Ici, il y a de grands silences ponctués de petits bruits. Le tic-tac de l’horloge, le craquement des bûches dans le poêle, un miaulement félin, le vent dans le conduit, les aboiements du chien, la pluie sur le toit, le pépiement des oiseaux. Il n’y a pas de voix que la mienne, que je redécouvre chaque matin en saluant les chats qui se frottent à mes mollets.
Ici, il y a l’immensité de verts dont les teintes changent au gré du soleil et de son cache-cache d’avec de lourds nuages gris. Des arbres dont les feuilles se refusent à jaunir encore, il ne fait pas si froid pourtant, est-ce vraiment l’automne ? Devant la maison, un saule têtard ondule sous les bourrasques, encore touffu, et les rosiers sont toujours en fleur. ll n’y a que l’air piquant du matin, quand le soleil tarde à grimper derrière le bosquet, qui confirme la date sur le calendrier. Octobre est passé par là (et toujours Francis Cabrel).
Ici, j’ai une mission. Nourrir les animaux. Le reste n’est que du temps à user comme bon me semble. Je me dis qu’il y a un secret là bien gardé, celui qu’une mission aussi cruciale et aussi simple suffit à donner du sens à des journées où alors, passer l’aspirateur, faire la vaisselle et étendre une lessive ne sont plus des corvées, parce qu’il reste de longues heures où m’adonner à ce qui me fait le plus vibrer. Je réalise que tout le reste n’est peut-être qu’un écran de fumée : si je peux être contentée de si peu, pourquoi ce désir de plus, qui n’est peut-être pas mieux ? En pantalon d’intérieur et vieux T-shirt distendu, mon gilet pelucheux sur le dos, je ne comprends plus l’intérêt de ces choses que je convoite. Devant les flammes à la fois exigeantes et chaleureuses des feux que je peine à allumer, je ne vois plus pourquoi j’aurais besoin du reste. Les bougies parfumées, les tissus chatoyants, les crèmes de beauté, l’accumulation.

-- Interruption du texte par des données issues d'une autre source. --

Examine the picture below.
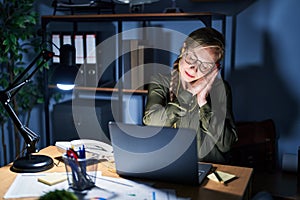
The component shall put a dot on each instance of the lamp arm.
(29, 136)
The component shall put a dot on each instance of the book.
(52, 178)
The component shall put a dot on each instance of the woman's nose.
(194, 67)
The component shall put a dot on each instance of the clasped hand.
(202, 86)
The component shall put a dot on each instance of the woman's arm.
(159, 111)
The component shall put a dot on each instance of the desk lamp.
(30, 162)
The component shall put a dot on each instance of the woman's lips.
(189, 75)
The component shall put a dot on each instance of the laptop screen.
(158, 153)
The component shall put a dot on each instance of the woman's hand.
(202, 86)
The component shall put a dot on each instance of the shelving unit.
(119, 19)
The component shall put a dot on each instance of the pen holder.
(81, 173)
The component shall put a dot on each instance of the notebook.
(157, 153)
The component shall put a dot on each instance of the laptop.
(157, 153)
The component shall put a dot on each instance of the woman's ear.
(183, 49)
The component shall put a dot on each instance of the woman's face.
(197, 62)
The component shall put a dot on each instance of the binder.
(78, 42)
(79, 46)
(91, 69)
(67, 39)
(55, 47)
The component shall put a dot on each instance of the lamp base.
(32, 163)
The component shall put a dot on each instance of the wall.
(265, 79)
(266, 67)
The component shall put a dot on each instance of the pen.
(218, 177)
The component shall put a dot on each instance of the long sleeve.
(213, 121)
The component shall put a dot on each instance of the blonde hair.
(204, 37)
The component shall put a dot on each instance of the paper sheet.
(27, 185)
(223, 175)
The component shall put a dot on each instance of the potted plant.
(18, 41)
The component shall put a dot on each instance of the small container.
(81, 173)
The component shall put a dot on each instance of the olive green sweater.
(213, 122)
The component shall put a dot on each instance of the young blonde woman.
(194, 96)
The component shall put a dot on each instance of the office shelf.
(71, 24)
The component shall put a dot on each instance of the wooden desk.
(239, 188)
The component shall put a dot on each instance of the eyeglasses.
(191, 59)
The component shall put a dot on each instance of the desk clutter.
(82, 179)
(27, 186)
(81, 168)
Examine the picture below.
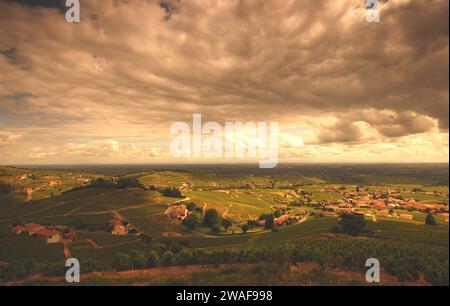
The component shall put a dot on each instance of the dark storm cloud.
(145, 64)
(59, 4)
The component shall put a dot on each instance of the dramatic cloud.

Ici, il n’y avait peut-être pas l’inspiration divine que je pensais trouver, oubliant tous les récits d’auteurs maudits qui ne trouvent pas dans leur campagne pluvieuse, ensoleillée, isolée, les mots qui leur échappent. Ici, il y a cependant une lenteur indéniable, et la solitude qui rend inutile de comparer les vies des autres à celle, unique et particulière, qui est en train de se dérouler sous mes pieds.
Ici, je collectionne les ciels du matin. Ils ont l’odeur du café au lait d’amande qui monte en mousse épaisse. Ils ont le goût de la brioche à la cannelle, enroulée sur elle-même comme un chat endormi. Ils ont la couleur des aquarelles qui n’ont pas eu le temps de sécher.
Quand ils chantent, les ciels du matin, ils me disent que tout n’ira jamais parfaitement bien. Et ce n’est pas une tragédie : ce n’est que la vie.